This project is an inquiry into the challenges and possibilities of translating cultural works to other sensory modalities in order to make them accessible to those who are unable to experience them in their native mode. The first section is a general examination of the problem of intermodal translation (indeed for any sort of translation) for the full range of artistic expression. The second part focusses on issues specific to the translation of music into some sort of visual representation.
My first major work, Very Nervous System (1983-2004) translated visual information in the form of live video input into sound. Though the work was experienced by the public as an interactive sound installation with no visual component, a large part of the system was a vision system. The translation from moving image to sound or music was highly subjective, but it made me think a lot about the relationships between image and sound, and between seeing and hearing. More recently, I have been producing works that are predominantly or entirely visual in their output, but which often reflect an aesthetic as grounded in sound and hearing as in image and seeing. This may be because of my background in sound and music, or it may be a result of the fact I am very interested in time, the experience of time, the experience of changes across time, and the temporal behaviour of systems. Until the advent of the cinema, visual aesthetics seems to have largely ignored time, whereas musical aesthetics are strongly tied to temporal qualities like pitch, timbre, melody, rhythm, tempo, and development. I have also been very interested in phenomenology, in particular, the ways that the characteristics of our sense and perception systems shape our understanding of the world and the ways in which we find meaning in our experience.
Most of my works have been translation systems in some way or other. Translation seems to me to be a process of refraction. Just as light undergoes a transformation as it leaves one physical medium and enters another, anything undergoing translation (whether from language to language, from presentation medium to presentation medium, or from sensory mode to sensory mode) is changed in a way that reflects the differences between the two substrates (or contexts?). In my work, this refractory transformation implicit in translation has been my medium of expression. By creating translation systems, I create a kind of stereoscopy, in which the source and the translated result are put into dialog. Just as the eyes and ears use differences between two perspectives on a single scene to establish depth, the source and its translation together potentially enhance the understanding of the source.

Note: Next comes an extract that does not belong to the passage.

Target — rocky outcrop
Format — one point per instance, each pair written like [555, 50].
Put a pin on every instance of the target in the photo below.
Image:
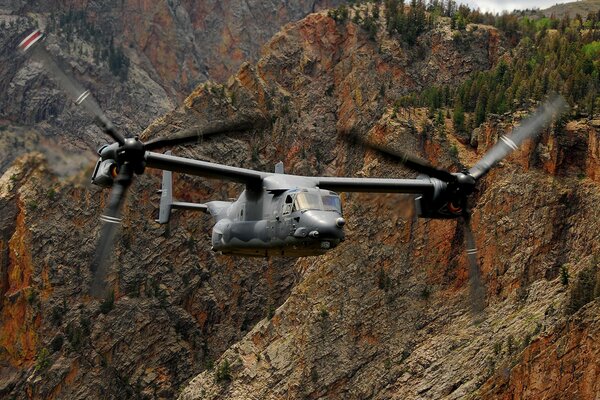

In the context of this project as part of Culturall 2.0, the focus shifts from the generative character of this translation-generated stereoscopy to the more acute problem of the translation of cultural experience for people who are unable to fully experience the work in its native sensory mode. For people with limited but not insignificant capacity in the native mode, the stereoscopic effect is still present and can most likely significantly enhance the experience of the original work, but for those with profound restrictions in the original mode, the translation becomes the one and only source. This raises a variety of difficult issues regarding the limits of translation between modes and the interpretative role of the translator. It also draws us into deeper questions about the nature of creation, the artist's intent and the various dimensions of the public experience of a work of art and its cultural reception.